Background: Child maltreatment measurement has been a longstanding issue, with discrepancies across administrative records, parent-reports, and self-reports. One proposed solution is "triangulation," or integrating data from multiple reporters and sources. However, it remains unclear how best to operationalize this concept.
Objective: This study examines the concept of "triangulation" by employing different analytic methods to determine whether these methods reveal a common underlying construct of physical abuse and whether they predict adult depression.
Participants and setting: Data come from the Lehigh Longitudinal Study, a 40+ year prospective study that began in the 1970s with children ages 18 months to 6 years of age. Data were collected in early childhood, middle childhood, adolescence, and adulthood (ages 36 and 46, on average).

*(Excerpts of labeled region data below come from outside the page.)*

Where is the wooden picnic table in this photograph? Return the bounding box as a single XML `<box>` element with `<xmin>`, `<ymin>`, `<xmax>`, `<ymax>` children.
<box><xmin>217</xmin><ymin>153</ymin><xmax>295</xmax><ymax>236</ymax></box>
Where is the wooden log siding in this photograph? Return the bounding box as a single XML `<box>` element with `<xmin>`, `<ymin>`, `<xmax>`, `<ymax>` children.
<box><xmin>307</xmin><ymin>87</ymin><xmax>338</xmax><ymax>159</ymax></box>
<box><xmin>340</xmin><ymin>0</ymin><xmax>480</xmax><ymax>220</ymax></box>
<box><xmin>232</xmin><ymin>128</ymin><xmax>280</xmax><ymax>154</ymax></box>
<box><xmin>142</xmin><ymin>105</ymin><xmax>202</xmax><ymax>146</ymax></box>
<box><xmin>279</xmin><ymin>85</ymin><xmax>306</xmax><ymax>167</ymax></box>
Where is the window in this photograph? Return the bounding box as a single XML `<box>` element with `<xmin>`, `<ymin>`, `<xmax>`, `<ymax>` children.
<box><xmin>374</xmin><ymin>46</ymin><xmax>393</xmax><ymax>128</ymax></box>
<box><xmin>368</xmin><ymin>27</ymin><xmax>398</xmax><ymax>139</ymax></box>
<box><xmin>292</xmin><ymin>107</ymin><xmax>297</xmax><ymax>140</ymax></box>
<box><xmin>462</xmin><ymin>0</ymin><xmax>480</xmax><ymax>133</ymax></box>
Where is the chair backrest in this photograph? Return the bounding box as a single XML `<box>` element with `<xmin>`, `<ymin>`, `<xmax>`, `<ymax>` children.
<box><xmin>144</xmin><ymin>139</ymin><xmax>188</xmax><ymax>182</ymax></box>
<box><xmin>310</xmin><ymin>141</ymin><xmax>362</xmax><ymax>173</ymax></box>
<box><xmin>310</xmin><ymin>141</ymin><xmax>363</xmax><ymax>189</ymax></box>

Methods: We applied five analytic approaches - network analysis, ordinary least squares (OLS) regression, structural equation modeling (SEM), latent profile analysis (LPA), and a cumulative index regression - to assess the relationships among multiple reporters of childhood physical abuse and adult depression.
Results: SEM best modeled the latent construct of physical abuse and significantly predicted adult depression, with adult self-reports playing a particularly strong role. Network analysis also highlighted strong intercorrelations among self-reports and meaningful links with depression.
Conclusion: SEM and network analysis were the most informative for triangulation and prediction of adult depression. Adult self-reports of abuse were most related and most predictive of adult depression.